Matrix mul

Sun Nov 23 12:37:15 PST 2008

On Sun, Nov 23, 2008 at 6:15 PM, bearophile <bearophileHUGS at lycos.com> wrote:
> Bill Baxter:
>> Exactly.  That's why I haven't spent too much time benchmarking it.
>> It would be quite surprising if something I wrote in D outperformed
>> the ATLAS SSE3 optimized BLAS implementation.
>
> Performing many benchmarks teaches you that it's better not assume too much things. Nature and computers often find ways to surprise you :-)

I do find all your benchmark postings interesting.  I'd heard the DMD
fp codegen wasn't so great, but I'm quite convinced now.

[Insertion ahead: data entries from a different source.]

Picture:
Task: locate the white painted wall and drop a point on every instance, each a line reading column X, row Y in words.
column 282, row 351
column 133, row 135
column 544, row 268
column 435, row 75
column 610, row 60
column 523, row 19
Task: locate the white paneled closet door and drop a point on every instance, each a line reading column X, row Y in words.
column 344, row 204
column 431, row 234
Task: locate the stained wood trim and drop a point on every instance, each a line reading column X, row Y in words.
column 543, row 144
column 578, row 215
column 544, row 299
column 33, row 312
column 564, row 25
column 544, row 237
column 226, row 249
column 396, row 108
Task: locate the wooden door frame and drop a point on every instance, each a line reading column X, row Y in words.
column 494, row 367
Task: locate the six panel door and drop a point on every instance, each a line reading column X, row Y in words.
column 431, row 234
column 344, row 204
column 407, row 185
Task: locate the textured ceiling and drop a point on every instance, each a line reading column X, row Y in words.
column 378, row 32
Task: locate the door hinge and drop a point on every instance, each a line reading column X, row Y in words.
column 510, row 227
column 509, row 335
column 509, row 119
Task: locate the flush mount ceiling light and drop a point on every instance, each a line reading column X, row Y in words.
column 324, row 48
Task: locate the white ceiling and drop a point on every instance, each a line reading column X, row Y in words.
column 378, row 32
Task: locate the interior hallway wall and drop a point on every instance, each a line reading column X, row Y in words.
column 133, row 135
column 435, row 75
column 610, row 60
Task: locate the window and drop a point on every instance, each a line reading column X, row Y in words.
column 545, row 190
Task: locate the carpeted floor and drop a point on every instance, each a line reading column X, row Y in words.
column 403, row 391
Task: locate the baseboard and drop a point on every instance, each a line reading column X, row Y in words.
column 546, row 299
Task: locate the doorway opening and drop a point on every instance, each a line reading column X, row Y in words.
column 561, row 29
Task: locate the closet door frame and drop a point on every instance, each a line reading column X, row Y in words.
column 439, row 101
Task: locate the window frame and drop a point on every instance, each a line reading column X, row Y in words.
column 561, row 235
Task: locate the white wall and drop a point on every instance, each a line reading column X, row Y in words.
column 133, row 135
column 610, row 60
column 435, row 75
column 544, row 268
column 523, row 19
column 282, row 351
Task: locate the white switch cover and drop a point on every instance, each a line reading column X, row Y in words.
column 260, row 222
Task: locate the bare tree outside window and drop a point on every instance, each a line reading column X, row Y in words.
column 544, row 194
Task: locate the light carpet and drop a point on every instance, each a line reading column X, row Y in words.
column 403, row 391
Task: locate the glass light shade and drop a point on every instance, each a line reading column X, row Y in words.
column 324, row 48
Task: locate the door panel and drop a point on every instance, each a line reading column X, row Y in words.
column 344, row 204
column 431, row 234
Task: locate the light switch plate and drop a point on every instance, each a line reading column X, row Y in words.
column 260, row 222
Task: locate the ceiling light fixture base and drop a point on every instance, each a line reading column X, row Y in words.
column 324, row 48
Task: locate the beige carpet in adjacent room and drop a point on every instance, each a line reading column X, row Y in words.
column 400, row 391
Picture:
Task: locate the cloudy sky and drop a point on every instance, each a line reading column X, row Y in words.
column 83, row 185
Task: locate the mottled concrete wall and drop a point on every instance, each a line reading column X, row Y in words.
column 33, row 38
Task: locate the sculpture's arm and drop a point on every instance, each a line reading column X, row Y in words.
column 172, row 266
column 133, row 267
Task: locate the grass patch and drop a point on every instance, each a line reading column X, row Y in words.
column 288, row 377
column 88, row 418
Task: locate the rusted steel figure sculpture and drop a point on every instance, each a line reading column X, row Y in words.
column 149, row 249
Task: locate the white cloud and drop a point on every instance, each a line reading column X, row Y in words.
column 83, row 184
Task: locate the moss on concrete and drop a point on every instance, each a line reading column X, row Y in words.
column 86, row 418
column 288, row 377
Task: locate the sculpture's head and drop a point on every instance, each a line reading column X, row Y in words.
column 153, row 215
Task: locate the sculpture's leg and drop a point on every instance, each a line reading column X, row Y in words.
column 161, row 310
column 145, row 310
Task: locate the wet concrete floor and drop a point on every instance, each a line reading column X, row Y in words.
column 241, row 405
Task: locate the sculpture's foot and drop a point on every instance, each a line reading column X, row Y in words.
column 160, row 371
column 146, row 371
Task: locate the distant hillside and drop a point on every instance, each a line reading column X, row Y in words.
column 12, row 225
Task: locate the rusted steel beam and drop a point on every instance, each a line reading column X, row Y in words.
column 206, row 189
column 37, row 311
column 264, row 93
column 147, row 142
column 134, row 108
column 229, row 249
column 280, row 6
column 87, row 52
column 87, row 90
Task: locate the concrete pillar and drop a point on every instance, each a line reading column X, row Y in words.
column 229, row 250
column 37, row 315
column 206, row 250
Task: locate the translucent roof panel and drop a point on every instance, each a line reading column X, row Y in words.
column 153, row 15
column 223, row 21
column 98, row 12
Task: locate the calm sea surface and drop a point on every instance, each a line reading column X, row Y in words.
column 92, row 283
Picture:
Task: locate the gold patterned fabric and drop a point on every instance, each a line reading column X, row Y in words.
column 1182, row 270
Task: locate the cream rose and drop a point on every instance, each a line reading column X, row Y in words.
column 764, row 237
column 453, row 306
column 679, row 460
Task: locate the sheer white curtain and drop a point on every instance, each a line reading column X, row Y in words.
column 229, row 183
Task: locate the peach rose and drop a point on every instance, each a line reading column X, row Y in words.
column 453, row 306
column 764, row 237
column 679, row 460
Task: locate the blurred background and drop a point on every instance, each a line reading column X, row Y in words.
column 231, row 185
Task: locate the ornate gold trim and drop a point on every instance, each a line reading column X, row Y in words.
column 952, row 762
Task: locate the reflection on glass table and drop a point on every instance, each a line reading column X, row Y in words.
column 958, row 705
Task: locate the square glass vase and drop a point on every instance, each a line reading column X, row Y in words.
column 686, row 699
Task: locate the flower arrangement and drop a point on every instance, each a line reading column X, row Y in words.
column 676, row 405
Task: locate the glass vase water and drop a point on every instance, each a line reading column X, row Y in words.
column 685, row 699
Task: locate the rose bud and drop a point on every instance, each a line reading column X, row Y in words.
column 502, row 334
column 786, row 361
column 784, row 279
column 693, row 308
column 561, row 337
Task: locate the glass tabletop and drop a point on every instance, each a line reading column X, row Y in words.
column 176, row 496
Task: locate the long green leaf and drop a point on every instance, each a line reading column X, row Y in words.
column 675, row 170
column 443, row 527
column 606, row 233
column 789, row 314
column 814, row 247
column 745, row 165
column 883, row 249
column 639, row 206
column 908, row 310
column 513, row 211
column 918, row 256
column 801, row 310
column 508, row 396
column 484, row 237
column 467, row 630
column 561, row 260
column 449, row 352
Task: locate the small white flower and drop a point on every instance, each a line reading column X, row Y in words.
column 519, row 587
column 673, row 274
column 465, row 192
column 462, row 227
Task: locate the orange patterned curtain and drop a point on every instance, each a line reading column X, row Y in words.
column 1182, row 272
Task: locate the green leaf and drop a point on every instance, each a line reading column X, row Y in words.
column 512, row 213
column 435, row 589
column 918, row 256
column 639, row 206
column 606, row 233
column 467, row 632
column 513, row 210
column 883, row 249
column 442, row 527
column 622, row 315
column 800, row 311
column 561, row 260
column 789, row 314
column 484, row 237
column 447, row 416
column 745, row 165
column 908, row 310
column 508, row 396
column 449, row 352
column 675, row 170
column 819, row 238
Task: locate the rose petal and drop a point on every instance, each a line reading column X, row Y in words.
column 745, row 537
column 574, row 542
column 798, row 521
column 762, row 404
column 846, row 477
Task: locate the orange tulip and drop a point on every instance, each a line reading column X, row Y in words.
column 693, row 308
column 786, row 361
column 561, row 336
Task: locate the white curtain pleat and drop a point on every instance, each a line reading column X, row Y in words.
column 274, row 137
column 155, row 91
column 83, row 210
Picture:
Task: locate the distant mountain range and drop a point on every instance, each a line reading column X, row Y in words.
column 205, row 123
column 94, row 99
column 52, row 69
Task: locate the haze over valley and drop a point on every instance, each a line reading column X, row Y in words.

In this particular case I just haven't had any performance problems
with my setup yet, so I haven't felt the need to investigate.  I
needed various LAPACK routines anyway, and LAPACK depends on BLAS, so
BLAS is just sitting there.  I might as well use it. Anyway I gave it
a try, and it does multiply the 400x400 matrices about 6.7x faster
than the fastest result from the naive mult implementation in your
benchmark.  However it should be noted that BLAS only accepts
contiguous arrays, so I only tried it on your V2 allocation strategy
that allocates one big array.

--bb